Meeting the IRC Fundraiser – I Said No, But Felt I Could Still Do Something
Published: April 10, 2026
Today I was on my way home from Gnistan, the daily activity center where I spend one day a week. On the sidewalk stood a woman with a smartphone and a friendly smile. She was recruiting monthly donors for the International Rescue Committee (IRC).
I stopped. We talked for a while. She told me about the IRC’s work. Important things. Things I deep down want to support.
But when she asked if I would consider becoming a monthly donor, I shook my head. “I can’t afford it, I’m on financial assistance,” I said. “I can’t.”
She offered a smaller donation amount which I also declined, then she smiled understandingly and didn’t want to take up any more of my time. We parted ways.
The hesitation that led to something further
As I walked away, I felt a sense of hesitation. I had stood up for my own financial boundaries, but could I have afforded it anyway?
But the further I walked, the more another thought began to take shape. A thought that wasn’t about me or my wallet, but about the system itself.
Why should an individual on a street in Sweden bear the responsibility for solving crises on the other side of the world? Why is this how we organize solidarity—by expecting a person with precarious finances to give a small sum to a massive, centralized organization that then routes the money through Geneva and London before it arrives?
And above all: what happens to the power, the decisions, and the money along the way?
From hesitation to systems thinking
Over the past year, I have immersed myself in the principle of subsidiarity—the idea that decisions should be made as close to the people affected as possible. It is as relevant to Swedish aged care and energy policy as it is to international aid.
Because what is the international aid system, if not a monument to the absence of subsidiarity?
- Funding is controlled from Geneva, London, and Stockholm.
- Strategies are formulated at headquarters far from the field.
- Local staff implement the programs—but with limited decision-making authority.
- And by the time the money finally arrives, large portions have gotten stuck in intermediaries and administration.
The numbers speak for themselves: despite commitments like the Grand Bargain from 2016, still only 1–4% of humanitarian aid goes directly to local and national actors. The rest is filtered through international middlemen.
The system is not solely designed to strengthen local capacity. It is also designed to maintain a global aid industry.
From a no to a concrete pledge
So what do you do with that realization? You can become cynical. You can shrug your shoulders and think, “that’s just how it is.” Or you can try to build something.
I chose the third option.
Together with the AI tool DeepSeek (and with valuable feedback from both Grok and Gemini), I have developed a subsidiarity pledge for international NGOs. It is not just another vague “localization” document. It consists of six concrete, measurable, time-bound commitments that shift power, resources, and responsibility downwards—for real.
The six commitments in brief:
- 50% local leadership by 2030—with safeguards against elite capture of resources in the capital.
- 25% direct funding to local organizations—and an increasing share as unrestricted core funding.
- Participatory budgeting—pilot in year one, scaling to 25% of programs within five years.
- Exit strategy as a measure of success—not how long we stay, but how quickly we can hand over.

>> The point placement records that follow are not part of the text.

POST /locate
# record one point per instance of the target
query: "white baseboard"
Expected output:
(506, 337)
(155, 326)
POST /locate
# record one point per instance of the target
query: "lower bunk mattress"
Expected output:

- Downward transparency with accountability for feedback—including an independent local ombudsman office.
- Data sovereignty and epistemic subsidiarity—data from communities belongs to the communities. Success is defined locally.
The pledge also contains a special foreword aimed directly at Swedish aid organizations: Sweden often talks about local ownership. Here is the yardstick. Who dares to sign?
From guilt to action
I might not be able to give 120 kronor a month to the IRC right now. My finances are precarious. But I can give something else: a tool to change the playing field itself.
This pledge is not an attack on individual aid workers—they often do heroic work under impossible conditions. It is a challenge to the system: to the headquarters, to the donors, to the large institutional structures that cling to power despite all the beautiful rhetoric about local ownership.
If a single large NGO signs and begins reporting according to these commitments, we have moved the needle. If ten do it, we have started a movement.
What you can do
If you work at an NGO: Read the pledge. Take it to the next management meeting. Ask: Which of these commitments could we pilot already this year?
If you are a donor or a foundation: Ask the organizations you support if they can report according to these six principles. Consider making funding conditional on progress.
If you are an ordinary citizen: The next time someone knocks on your door or stands on the street asking for a monthly donation—ask them: How many of your country directors are local citizens? What percentage of your budget goes directly to local organizations? Your question means more than your one-time donation.
Read the full pledge and download as a PDF →
This post is a personal reflection. The pledge itself is a public asset—free to use, adapt, and distribute by anyone who wants to shift power within the aid sector.
Thanks to the woman on the street who made me think. And thanks to Gnistan for reminding me that real change begins in the small, local, and relational.